L. P. Boitard,The Foundling Hospital, Holborn, London , 1753 | Public Domain / The Wellcome Trust/Wikimedia Commons

Marissa: Mary Jones’s replacement, Mary Clifford, was sent to the house in February 1766. Yes… they’re ALL named Mary. Clifford and Mitchell (who had been there for the long haul) were tortured by Elizabeth, her husband and son. Mitchell tried to escape once, taking a play out of Mary Jones’s book, but her plan was foiled by one of the Brownrigg sons who apprehended her on the street. Together, the girls were stripped naked, strangled with chains, and hung up by hooks in the kitchen and cellar.

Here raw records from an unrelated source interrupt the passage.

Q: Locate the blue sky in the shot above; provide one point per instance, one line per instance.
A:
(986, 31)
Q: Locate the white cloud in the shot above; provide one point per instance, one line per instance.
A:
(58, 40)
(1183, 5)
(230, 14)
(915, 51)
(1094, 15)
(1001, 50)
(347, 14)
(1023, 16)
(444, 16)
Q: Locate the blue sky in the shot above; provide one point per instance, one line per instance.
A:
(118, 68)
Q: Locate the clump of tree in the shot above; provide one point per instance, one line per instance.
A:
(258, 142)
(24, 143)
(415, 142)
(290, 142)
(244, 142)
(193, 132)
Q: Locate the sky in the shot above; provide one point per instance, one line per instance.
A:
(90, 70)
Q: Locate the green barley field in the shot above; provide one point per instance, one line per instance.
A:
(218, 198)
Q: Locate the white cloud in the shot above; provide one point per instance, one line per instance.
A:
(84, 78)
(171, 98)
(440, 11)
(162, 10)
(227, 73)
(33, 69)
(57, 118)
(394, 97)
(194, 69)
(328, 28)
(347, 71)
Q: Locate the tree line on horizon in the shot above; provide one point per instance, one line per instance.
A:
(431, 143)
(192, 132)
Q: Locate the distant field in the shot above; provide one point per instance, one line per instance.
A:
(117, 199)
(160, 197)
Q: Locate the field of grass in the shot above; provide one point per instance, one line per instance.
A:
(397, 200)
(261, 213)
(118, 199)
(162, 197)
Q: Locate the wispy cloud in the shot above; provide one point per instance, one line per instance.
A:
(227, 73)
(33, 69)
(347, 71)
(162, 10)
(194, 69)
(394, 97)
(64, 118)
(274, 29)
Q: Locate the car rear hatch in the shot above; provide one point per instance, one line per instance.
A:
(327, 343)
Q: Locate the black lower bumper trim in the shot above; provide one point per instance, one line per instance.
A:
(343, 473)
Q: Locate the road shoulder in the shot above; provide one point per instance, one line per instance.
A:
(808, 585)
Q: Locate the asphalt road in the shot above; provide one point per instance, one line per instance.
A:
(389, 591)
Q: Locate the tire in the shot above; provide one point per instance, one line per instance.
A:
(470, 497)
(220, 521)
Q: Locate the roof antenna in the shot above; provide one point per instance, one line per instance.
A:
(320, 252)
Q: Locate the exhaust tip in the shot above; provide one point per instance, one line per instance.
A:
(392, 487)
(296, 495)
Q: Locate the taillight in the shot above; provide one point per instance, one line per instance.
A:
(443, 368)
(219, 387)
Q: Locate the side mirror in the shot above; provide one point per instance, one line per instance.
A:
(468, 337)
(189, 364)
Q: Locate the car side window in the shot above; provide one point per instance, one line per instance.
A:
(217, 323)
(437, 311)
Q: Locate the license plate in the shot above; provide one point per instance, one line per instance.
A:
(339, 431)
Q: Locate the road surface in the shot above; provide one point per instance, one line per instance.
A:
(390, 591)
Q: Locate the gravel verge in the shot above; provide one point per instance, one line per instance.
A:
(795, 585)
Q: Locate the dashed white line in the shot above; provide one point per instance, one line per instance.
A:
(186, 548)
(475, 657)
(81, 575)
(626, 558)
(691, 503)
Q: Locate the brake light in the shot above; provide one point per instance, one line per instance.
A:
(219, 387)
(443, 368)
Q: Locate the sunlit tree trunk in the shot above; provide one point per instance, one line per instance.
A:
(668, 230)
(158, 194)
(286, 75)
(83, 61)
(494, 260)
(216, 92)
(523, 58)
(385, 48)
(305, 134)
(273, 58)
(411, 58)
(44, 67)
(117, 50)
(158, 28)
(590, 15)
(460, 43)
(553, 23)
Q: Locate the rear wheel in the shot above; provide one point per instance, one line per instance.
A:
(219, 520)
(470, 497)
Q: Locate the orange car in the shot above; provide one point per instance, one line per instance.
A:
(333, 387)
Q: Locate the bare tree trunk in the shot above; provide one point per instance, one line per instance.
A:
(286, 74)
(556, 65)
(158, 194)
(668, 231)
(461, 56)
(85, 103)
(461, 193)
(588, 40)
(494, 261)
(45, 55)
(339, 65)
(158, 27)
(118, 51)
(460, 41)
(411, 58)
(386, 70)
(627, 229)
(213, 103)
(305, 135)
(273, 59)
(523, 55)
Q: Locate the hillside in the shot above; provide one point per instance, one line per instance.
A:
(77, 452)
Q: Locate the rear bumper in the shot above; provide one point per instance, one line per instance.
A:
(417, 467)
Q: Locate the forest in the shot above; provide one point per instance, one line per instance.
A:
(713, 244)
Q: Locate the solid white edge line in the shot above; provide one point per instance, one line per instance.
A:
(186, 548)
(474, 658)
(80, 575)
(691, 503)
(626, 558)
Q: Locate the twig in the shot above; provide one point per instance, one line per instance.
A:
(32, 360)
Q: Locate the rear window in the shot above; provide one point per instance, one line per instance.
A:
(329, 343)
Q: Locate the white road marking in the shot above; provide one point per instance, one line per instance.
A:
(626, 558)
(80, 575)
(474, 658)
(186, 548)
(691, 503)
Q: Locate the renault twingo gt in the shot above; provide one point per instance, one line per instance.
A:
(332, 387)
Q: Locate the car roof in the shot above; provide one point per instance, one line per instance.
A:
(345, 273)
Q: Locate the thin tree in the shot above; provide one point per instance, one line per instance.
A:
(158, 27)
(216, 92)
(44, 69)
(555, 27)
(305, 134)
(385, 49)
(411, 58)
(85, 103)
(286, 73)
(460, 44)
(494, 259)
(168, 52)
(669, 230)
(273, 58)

Elizabeth Brownrigg’s midwifery business grew. She delivered poor women at her own home as well as at a house she rented in Hampstead. Keep in mind these are poor, indigent women, so even though most babies were born at home, these women were usually homeless so had to give birth either at the workhouse or at the midwife’s home.

Averill: While Brownrigg’s reputation as a midwife grew, Clifford and Mitchell lived in misery. Some sources say they lived in a freezing coal hole while more dramatic accounts say they lived in a muddy sty under the stairs where the hogs lived. They were given one piece of bread per day and no water. They got their drinking water from the hogs’ trough. They were often bound and beaten severely with whips and straps. Quickly dressed again in their dirty clothes, and beaten again before their previous wounds had healed . They never slept in a bed even once during their time in the Brownrigg home. When EB went into the country on the weekends, they were chained under the stairs. They especially dreaded these times.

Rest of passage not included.